Je vais commencer ce billet par une méchanceté.

Martin Hirsch est tellement incolore, inodore et sans saveur que je ne m’étais même pas aperçu qu’il ne faisait plus partie du gouvernement.

Je nuance immédiatement.

J’ai sans doute su un jour que Martin Hirsch avait quitté le gouvernement, mais je l’ai très vite oublié.

Il y a des ministres ou assimilés qui disparaissent comme des passants qui passent…

Pour en prendre vraiment conscience, il a fallu qu’une amie m’offre le livre de l’ancien Haut commissaire aux solidarités actives. Celui-ci s’intitule « Secrets de fabrication. Chroniques ». Il est publié aux éditions Grasset.

Je l’ai lu non sans réticence, peut-être au fond parce que je craignais d’entrer dans une pénible auto justification de trois cents pages.
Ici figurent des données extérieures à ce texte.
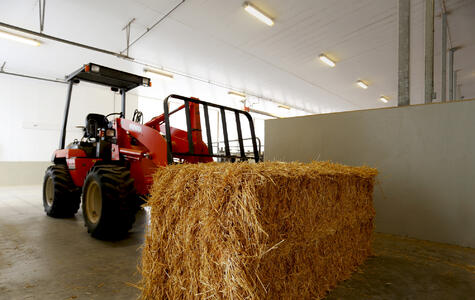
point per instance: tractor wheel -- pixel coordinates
(109, 202)
(61, 197)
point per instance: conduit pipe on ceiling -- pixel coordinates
(131, 59)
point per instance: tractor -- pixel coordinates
(110, 169)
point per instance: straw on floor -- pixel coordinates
(256, 231)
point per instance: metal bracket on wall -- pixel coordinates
(127, 35)
(41, 8)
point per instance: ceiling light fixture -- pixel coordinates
(362, 84)
(237, 94)
(19, 38)
(327, 60)
(251, 9)
(158, 72)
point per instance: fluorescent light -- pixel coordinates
(258, 14)
(326, 60)
(362, 84)
(18, 38)
(158, 72)
(237, 94)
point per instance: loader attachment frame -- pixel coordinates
(222, 109)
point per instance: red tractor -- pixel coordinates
(112, 166)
De l’auto justification, il y en a bien sûr. Beaucoup même. C’est inévitable. Mais le livre est intéressant.

L’auteur se devait d’expliquer en toute urgence la raison pour laquelle il avait accepté l’invitation pressante de Nicolas Sarkozy à intégrer le gouvernement Fillon. En effet, Hirsch a quitté le gouvernement en mars 2010. Deux mois plus tard, son bouquin était dans les librairies.
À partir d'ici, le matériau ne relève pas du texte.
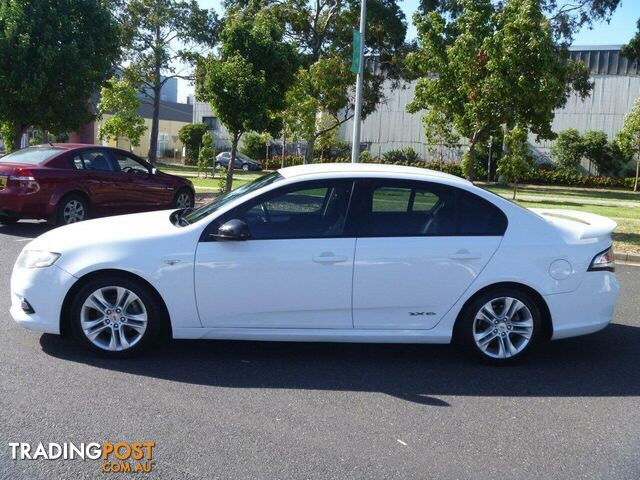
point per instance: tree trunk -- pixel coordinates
(232, 161)
(308, 154)
(155, 122)
(17, 138)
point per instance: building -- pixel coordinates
(616, 86)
La raison de cette collaboration inattendue, c’est évidemment le revenu de solidarité active (RSA).

Au fil des pages, Martin Hirsch explique très bien le contexte et le processus qui ont abouti à la loi du 1er décembre 2008 instaurant le RSA.

Cependant, sa sincérité ne parvient pas à dissiper les interrogations liées à sa participation aux gouvernements Fillon I et II.

Sur ce point, Hirsch ne convainc pas. Je devrais plutôt dire qu’il ne m’a pas convaincu.

Il indique (je souligne) :

« Le reproche principal qui m’a été adressé à mon entrée au gouvernement est d’avoir contribué à brouiller les frontières entre la droite et la gauche, d’avoir pu accréditer la thèse selon laquelle il n’existerait pas de différence entre l’une et l’autre. C’est là une question fondamentale et l’un des points les plus délicats de la politique, que je continue d’aborder avec un idéalisme que certains qualifieront de naïveté. »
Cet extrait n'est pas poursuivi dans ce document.